Wie steht es
um die Jugend in Polen?
Jahrbuch Polen
2008 des Deutschen Polen-Instituts
Von Christiane Thoms
Das aktuelle Jahrbuch gibt Einblick in die unterschiedlichen
Lebenswelten der polnischen Jugend und versucht zu ergründen, was Jungsein in
Polen heute bedeutet. Die Autorinnen und Autoren präsentieren Essays und
beziehen Position zu Gesellschaftsmodellen, Generationsbegriffen, zur Jugendkultur,
Religion und Migration. Sie stellen Eigen- und Fremdbilder in Frage.
Adam Soboczynski
hat in seinem Buch „Polski Tango“ behauptet, Polen sei eine hundesalon- und oköladenfreie Zone und das Gegenteil von Deutschland. Das
hieße, dass sich die polnische Jugend von ihren Altersgenossen im benachbarten
Deutschland unterscheidet.

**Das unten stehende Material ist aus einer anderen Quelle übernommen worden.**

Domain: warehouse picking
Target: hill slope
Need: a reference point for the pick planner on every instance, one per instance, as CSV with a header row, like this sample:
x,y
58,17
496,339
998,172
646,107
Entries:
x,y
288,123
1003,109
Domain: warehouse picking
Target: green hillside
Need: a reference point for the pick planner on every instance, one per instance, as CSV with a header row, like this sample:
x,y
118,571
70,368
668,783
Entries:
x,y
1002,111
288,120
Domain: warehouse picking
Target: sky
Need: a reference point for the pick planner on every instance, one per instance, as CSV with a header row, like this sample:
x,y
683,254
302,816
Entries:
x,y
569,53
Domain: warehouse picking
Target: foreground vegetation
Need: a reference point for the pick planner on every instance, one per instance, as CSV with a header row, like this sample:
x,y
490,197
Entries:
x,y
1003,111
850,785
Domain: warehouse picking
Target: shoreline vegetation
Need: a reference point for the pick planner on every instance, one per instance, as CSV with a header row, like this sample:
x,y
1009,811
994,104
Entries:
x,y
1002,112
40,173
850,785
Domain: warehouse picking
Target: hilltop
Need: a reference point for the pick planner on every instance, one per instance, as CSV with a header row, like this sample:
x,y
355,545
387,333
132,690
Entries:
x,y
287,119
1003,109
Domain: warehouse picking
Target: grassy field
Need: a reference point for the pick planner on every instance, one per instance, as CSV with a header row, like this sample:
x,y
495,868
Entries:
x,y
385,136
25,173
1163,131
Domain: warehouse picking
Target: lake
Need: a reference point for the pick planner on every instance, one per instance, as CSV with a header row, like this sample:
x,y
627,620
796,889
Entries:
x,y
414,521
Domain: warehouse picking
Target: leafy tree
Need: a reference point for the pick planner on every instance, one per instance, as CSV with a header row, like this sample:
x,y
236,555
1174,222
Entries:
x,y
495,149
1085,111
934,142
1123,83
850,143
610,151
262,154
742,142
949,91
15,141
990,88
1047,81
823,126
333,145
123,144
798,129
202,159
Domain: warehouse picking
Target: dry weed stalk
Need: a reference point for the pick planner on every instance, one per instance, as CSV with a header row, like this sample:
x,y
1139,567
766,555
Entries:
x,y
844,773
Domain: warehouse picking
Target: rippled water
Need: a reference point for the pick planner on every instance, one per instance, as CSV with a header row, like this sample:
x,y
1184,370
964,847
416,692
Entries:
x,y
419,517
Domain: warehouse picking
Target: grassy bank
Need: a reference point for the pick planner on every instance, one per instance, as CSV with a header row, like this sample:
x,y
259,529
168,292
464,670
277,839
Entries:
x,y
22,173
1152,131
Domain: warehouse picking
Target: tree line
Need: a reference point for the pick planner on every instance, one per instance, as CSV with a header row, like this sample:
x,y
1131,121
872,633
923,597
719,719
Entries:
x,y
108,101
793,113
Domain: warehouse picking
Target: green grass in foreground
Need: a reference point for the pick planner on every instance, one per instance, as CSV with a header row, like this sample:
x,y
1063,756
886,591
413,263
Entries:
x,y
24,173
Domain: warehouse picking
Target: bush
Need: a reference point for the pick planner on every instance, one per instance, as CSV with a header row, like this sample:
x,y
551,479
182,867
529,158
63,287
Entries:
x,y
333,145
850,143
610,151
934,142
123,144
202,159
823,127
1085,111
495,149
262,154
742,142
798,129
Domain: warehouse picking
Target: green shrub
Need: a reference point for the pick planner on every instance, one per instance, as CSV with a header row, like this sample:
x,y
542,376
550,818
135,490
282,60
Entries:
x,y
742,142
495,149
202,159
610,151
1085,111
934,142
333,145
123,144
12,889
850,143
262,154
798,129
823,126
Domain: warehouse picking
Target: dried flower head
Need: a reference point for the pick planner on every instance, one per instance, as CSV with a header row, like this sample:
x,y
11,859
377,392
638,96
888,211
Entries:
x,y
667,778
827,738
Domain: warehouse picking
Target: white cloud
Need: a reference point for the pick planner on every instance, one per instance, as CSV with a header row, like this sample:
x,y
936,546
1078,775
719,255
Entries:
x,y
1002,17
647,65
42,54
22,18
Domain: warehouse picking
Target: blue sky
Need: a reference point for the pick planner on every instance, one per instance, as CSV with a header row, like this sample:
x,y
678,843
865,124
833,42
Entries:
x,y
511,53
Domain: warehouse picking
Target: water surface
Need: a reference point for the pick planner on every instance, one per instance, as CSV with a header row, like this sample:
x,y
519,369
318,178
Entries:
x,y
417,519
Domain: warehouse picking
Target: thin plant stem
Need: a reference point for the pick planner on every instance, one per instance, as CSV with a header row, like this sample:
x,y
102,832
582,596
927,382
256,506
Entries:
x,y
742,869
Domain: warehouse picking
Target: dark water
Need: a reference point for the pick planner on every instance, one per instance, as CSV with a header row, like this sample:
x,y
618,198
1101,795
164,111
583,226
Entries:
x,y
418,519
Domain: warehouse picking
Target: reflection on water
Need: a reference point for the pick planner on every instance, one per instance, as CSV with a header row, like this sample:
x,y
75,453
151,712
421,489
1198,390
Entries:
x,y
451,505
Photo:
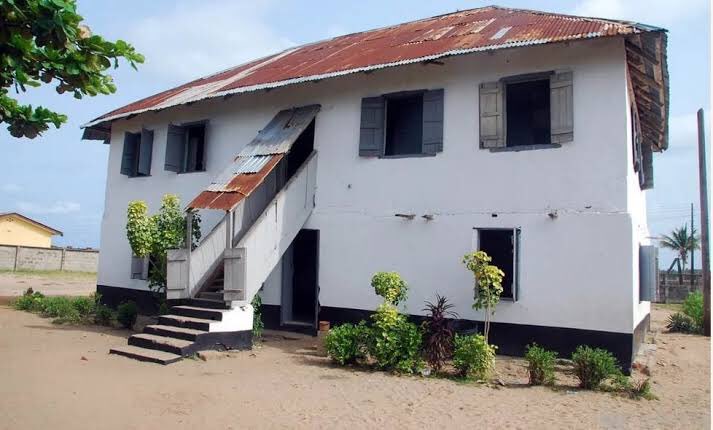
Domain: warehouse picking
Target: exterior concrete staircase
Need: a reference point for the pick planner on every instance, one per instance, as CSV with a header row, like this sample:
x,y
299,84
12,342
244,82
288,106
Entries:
x,y
197,325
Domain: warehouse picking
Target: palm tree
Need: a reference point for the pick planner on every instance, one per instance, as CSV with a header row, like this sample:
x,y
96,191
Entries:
x,y
680,241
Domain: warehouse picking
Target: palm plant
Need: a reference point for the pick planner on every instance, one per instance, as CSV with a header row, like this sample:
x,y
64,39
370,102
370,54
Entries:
x,y
681,242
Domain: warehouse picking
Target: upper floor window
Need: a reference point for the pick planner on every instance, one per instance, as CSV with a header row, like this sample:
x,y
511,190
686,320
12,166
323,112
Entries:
x,y
186,148
402,124
527,111
136,155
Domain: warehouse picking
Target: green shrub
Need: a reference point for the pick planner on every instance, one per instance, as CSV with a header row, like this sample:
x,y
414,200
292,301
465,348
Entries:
x,y
258,324
473,357
84,305
126,314
390,286
681,323
103,315
636,390
593,365
540,365
348,343
31,301
693,308
395,342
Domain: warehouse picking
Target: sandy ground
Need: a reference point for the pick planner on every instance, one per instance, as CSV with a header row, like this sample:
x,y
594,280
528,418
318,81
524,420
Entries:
x,y
13,284
62,378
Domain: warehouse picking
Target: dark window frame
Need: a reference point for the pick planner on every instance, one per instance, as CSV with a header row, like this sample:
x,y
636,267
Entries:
x,y
186,148
516,233
137,138
401,96
520,79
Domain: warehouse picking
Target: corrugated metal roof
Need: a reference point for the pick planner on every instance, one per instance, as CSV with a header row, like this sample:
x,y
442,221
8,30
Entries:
x,y
256,160
458,33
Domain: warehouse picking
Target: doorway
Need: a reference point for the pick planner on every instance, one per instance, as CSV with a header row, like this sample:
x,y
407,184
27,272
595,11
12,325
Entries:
x,y
300,281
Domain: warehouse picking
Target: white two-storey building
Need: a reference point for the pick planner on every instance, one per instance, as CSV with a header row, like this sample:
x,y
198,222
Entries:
x,y
526,134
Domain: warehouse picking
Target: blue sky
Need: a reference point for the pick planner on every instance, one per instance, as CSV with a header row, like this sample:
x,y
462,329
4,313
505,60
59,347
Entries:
x,y
60,180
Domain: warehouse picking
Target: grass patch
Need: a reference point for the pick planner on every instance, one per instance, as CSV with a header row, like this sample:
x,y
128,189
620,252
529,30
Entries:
x,y
50,274
65,310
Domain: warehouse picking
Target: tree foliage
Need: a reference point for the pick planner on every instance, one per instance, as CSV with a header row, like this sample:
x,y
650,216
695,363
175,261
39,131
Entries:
x,y
488,284
44,41
153,235
681,242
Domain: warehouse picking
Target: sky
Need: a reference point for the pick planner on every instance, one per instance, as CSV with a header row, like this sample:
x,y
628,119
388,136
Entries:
x,y
59,179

Nur weil hier in Deutschland wenig von Comics, HipHop
und digitaler Kunst aus Polen herüberkommt, bedeutet es nicht automatisch, dass
es so etwas in Polen nicht gibt.
Hier versucht das Jahrbuch Polen
2008 eine Lücke zu schließen, indem es Einblicke in die polnische Jugendkultur
präsentiert. Es werden Phänomene und Tendenzen geschildert, die für die
polnische Jugend prägend waren. Die polnische Jugend des 21. Jahrhunderts hat
zwar ihre Eigenarten, ist aber der deutschen ähnlicher als viele vermuten
werden.
In Polen haben die politischen
Umbrüche einen fundamentalen Wertewandel mit sich gebracht. Die freie
Marktwirtschaft lässt die Sehnsucht nach neuen Grundwerten erwachen. Heißt das
neue Sinnangebot nun Patriotismus?
Zwischen Patriotismus und Europäischer Identität
„Der polnische Nationalstolz, wie
man ihn von den Eltern kennt, passt nicht mehr zu einem Polen, das EU- und
NATO-Mitglied ist. Wenn heute Pop-Kultur-Helden der VR Polen wie Lolek und Bolek, Hans Kloss oder Tytus, Romek und A'Tomek wieder in Comics
oder auf T-Shirts auftauchen, zeugt das nicht von der Sehnsucht nach den Zeiten
der Planwirtschaft, es sind vielmehr Ikonen einer fernen Kindheit, die in der
Rückschau zur abstrakten Idylle geworden sind“, so Rainer Mende.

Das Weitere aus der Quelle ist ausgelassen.